Waterfall

She inhaled sharply at the cold constricting her legs. She reached for the low branch of a hazelnut tree to steady herself as she moved forward. The water rose to her chest, not deep enough to use her thunderstone shield, not shallow enough for her to move confidently. The current was strong, rushing against her, urging her to join its flow, like a crowded high school hallway.

She slipped and lost her grip on the branch. She tried to put her feet down, but the current moved too fast. Her thunderstone floated along the surface as she swam hard for the far bank.

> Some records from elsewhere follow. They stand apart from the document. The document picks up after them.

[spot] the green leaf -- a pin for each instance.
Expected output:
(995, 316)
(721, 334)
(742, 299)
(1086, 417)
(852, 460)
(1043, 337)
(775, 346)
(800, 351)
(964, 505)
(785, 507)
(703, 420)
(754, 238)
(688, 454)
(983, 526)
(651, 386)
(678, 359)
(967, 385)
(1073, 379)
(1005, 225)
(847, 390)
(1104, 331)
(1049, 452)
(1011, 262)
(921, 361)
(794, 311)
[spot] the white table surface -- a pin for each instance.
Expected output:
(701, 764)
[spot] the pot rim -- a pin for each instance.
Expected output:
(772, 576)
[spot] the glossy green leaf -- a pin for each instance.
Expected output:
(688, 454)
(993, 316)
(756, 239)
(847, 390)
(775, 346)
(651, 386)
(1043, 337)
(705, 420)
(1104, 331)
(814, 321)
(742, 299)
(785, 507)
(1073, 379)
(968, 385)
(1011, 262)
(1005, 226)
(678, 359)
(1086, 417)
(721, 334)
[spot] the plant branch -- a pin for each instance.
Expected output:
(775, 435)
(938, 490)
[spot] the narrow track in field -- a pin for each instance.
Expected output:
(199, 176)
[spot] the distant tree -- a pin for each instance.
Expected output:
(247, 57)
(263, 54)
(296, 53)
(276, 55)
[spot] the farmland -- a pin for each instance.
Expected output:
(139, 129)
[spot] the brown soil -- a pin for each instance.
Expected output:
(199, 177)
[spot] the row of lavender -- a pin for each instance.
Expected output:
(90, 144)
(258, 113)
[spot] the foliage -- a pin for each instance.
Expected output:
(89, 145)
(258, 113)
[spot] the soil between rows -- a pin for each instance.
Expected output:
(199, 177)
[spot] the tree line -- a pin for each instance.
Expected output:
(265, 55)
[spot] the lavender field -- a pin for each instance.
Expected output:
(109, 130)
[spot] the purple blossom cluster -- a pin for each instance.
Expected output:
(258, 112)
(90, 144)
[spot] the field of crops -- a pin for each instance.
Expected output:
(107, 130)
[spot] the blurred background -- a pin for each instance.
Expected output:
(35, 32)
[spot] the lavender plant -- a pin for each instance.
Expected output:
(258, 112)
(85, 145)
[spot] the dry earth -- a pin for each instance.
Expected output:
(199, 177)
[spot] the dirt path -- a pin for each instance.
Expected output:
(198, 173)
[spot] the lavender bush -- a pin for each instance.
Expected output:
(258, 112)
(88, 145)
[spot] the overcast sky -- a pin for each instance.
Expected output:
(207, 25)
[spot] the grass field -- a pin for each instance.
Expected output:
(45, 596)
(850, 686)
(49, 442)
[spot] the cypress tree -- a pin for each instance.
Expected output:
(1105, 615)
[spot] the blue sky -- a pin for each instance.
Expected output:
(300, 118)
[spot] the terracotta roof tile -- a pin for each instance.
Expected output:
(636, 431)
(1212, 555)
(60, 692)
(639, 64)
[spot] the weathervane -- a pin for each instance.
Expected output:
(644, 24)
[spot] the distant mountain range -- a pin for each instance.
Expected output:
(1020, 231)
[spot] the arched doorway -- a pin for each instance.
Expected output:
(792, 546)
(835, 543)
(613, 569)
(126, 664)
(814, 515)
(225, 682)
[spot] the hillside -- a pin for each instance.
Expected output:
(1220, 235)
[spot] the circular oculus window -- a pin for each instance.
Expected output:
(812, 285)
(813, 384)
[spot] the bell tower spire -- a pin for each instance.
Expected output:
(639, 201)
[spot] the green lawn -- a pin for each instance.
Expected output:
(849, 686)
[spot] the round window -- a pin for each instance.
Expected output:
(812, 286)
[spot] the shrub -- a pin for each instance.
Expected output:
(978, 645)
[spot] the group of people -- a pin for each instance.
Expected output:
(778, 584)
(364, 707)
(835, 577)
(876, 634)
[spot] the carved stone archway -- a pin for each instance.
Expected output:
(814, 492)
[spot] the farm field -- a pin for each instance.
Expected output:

Sharp rocks struck her underwater. Something bit her lower back. A huge loggerhead turtle had clamped its jaw around her hip. The pain was excruciating. Eureka thought of Madame Blavatsky and her turtles and wondered if Madame B had come back from the dead to chide her for all the ways she’d failed her destiny. The turtle’s eyes were wide, yellow green, determined. Eureka made a fist and pounded the turtle’s head until its jaw slackened and it dropped off into the swirling stream.

She wasn’t far from the bank, but she was in pain and knew her back was bleeding. She imagined Cat striding happily to an inviting, deadly spring. That horror helped her thrust her body forward, until at last her fingers scratched the muddy edges of the bank. The soggy earth she clung to crumbled into the stream, sending her flowing farther from the now distant purple glow.

Her body struck a tree trunk. She wrapped her arms around it before the current pulled her away. She steadied herself. She lunged at the bank again. This time she grabbed slimy roots that held fast enough for her to pull herself up. At last she heaved herself out.

She collapsed on the bank in the rain, and considered never moving again. Then the amethyst glow grew dimmer. Eureka sprang up and ran toward it. She rounded the corner of a muddy path. She climbed a staircase of steep boulders lit by Esme’s glow.

Just when she began to fear that this was an evil prank, that this path led to a cliff overlooking rocks that stood like spears, the glow fell on a large, round pond. Rain fell on its surface, but the Glimmering was as smooth as a mirror. A spring bubbled gently in its center. Slender conical mountains rose beyond it. Doves cooed in nearby trees.

The pond was surrounded by a bright amethyst ring of flowers. Tall, purple-lobed, gossipwitch orchids. Purple flamingos struck curious poses as they stalked the enchanted border of the enchanted pond.

Eureka turned her good ear toward a happy moan she recognized from many after-party rides home with Cat. Her friend leaned against the trunk of a pine tree near the Glimmering, wrapped in the Poet’s arms.

Something drew Eureka’s gaze above Cat and the Poet, to the limbs of the tree they leaned against. A shadow shifted on a branch. Eureka didn’t need moonlight to recognize Brooks. How long had he been up there, watching Cat, waiting … for what?

For Eureka, of course. She knew Atlas’s plans now. She knew her role was to undo the Filling. She knew where his precious robot was. All this gave her power she didn’t yet know how to use.

Hang on, Brooks, she yearned to say. Just hang on a little longer.

His legs dangled over a thick pine arm. He knew Eureka saw him. Very slowly, he drew his pointer finger to his lips.

“Dare I suggest a skinny-dip before we fill the jugs?” Cat said to the Poet. Leaning in the wet grass at their feet were four clay drinking vessels they must have brought from the Poet’s cave.

“What is ‘skinny-dip?’ ” the Poet asked.

“Allow me to demonstrate.” Cat crossed her arms and began to remove her sweater.

“Cat!” Eureka called. “Stop!”

“Eureka?” For a moment a smile lit Cat’s face. Then it disappeared. Eureka realized that Cat would have been happy to see the girl Eureka used to be—but not the murderer standing before her now. “What are you doing here?”

Eureka thought about the way she’d just treated Ander. What did she think she was holding on to? What good would it do to say she’d been worried about Cat? Anger flashed in her eyes. She was mad at herself, and at Atlas, but Cat was in her line of fire.